William D. Ford Technical students work on a problem at Woolf Aircraft.

By Carolyn Marnon – Connecting. Modelling. Joining. Shaping. Bringing together. Uniting. All these words are related to the word “welding.” They can also be used to describe what happens in the welding classroom at William D. Ford Technical Center, part of the Wayne Westland School District.
Nick Regets is the teacher in charge of the welding classes. He does all he can to teach the students welding as well as show them further opportunities for learning once they are outside the classroom.
Several times a year, the students take a bus trip to a local college. At Schoolcraft College, college advisors are on hand to talk about classes, how to earn credits with dual enrollment, allow the students some time to weld in their lab, and hold a mini competition to test skills taught in the classroom. At Washtenaw Community College, students attend an all-day competition with about 8-10 other high schools where they can win welding machines and helmets. Sometimes even scholarship money is available. Mr. Regets can only take 30 students to the competition, so he is watching for students who show up to class all the time and who would care to actually be at the competition.
Yes, there are kids in the welding class that don’t have a passion or interest in welding. They took the class thinking maybe it would be an easy A. “This is a hard class,” says Nick. Students have to learn theory and process before they ever get to touch the equipment. Much of the math involves Algebra 2.
Nick is proud of his 13-year relationship with Woolf Aircraft, located in Romulus. He takes his students there every December to show them around the facility. Students have the opportunity to weld with career welders and to see all levels of manufacturing from design to prototype to out-the-door. Woolf Aircraft also holds a competition in April just for his students with anywhere from one to five prizes. The students earn points through various events. Solving a math problem earns points. Two teams face off in a game show format regarding employability. Small groups gather to do critical problem solving with equipment and finally, there is a welding task where they are given so many minutes to complete the task. Nick is grateful for this partnership with Woolf as they donate parts, labor and equipment and even shut down the facility the day of the competition for his students.
In the end, Nick tries to make his students good human beings. He tries to teach them ethical behavior, responsibility, accountability and how to support each other. “Maturing and growing up is a process,” he says.

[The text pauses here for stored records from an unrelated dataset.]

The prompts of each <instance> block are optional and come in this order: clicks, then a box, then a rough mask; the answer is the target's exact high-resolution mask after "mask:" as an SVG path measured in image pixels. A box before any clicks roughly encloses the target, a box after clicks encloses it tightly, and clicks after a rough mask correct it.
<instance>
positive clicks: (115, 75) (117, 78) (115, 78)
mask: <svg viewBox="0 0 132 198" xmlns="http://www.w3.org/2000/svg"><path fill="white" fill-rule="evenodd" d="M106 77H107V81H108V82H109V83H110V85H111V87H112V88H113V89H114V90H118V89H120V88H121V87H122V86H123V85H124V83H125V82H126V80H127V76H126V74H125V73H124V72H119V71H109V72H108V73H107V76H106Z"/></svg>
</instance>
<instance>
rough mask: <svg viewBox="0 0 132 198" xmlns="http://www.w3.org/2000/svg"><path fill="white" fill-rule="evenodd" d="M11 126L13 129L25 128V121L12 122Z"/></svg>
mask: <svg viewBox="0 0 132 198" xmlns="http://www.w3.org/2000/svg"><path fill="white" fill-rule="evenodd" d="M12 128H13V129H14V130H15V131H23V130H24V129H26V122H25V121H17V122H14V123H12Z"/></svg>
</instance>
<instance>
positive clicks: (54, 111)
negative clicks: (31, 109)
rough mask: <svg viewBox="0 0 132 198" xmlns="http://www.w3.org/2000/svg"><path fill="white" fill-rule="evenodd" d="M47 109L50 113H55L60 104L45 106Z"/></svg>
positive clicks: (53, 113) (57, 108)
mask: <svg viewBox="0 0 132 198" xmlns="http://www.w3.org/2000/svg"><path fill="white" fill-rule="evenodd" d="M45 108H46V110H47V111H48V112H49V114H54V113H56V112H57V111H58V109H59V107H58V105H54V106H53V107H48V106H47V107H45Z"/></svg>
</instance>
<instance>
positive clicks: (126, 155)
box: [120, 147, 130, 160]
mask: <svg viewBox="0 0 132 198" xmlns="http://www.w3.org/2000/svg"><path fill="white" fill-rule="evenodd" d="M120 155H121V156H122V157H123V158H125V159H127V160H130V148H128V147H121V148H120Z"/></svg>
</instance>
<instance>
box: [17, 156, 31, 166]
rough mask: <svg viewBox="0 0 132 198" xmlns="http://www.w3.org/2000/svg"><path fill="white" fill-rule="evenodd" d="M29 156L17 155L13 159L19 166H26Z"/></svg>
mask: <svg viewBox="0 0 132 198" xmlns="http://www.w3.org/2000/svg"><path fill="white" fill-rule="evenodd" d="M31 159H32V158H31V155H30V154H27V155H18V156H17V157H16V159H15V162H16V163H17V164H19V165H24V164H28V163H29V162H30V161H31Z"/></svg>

Jacob, one of Nick’s students, says Mr. Regets is “making kids accountable.” Jacob is the foreman of the afternoon class. His responsibility is to teach the other students how to fix machines and how to clean them every week. He says the classroom is set up like a real working environment. A former student and 2016 graduate, James Bedzyk, stops by to get advice and support from Mr. Regets. He was getting ready to do a weld test at Woolf Aircraft in the coming days. He commented, “They (Woolf) seem top of the line with what they do.” Nick says James has been reliable and committed. James admits he joined the welding class as a joke. Others had told him the class involved fire and sparks and he could earn over $125,000 a year in a career. He said the class was no longer a joke to him “when someone told me I was doing a good job.”
Those students who gain advanced skills during the year have the opportunity to participate in the Lincoln Electric Competition. Students must submit a CAD drawing, an introduction stating what they are going to do, a list of safety procedures to follow, a materials list, a list of the steps used to build their project and pictures to prove they did the project. The submission is due in June and judging takes place through November.
As he talks about his students and all that he tries to provide for them in terms of welding, much of the time he comes back to talking about being a role model, providing a positive environment where students can learn, helping students strive to be better and in general, just how to be good citizens. Welding. Connecting. Modelling. Joining. Shaping. Bringing together. Uniting.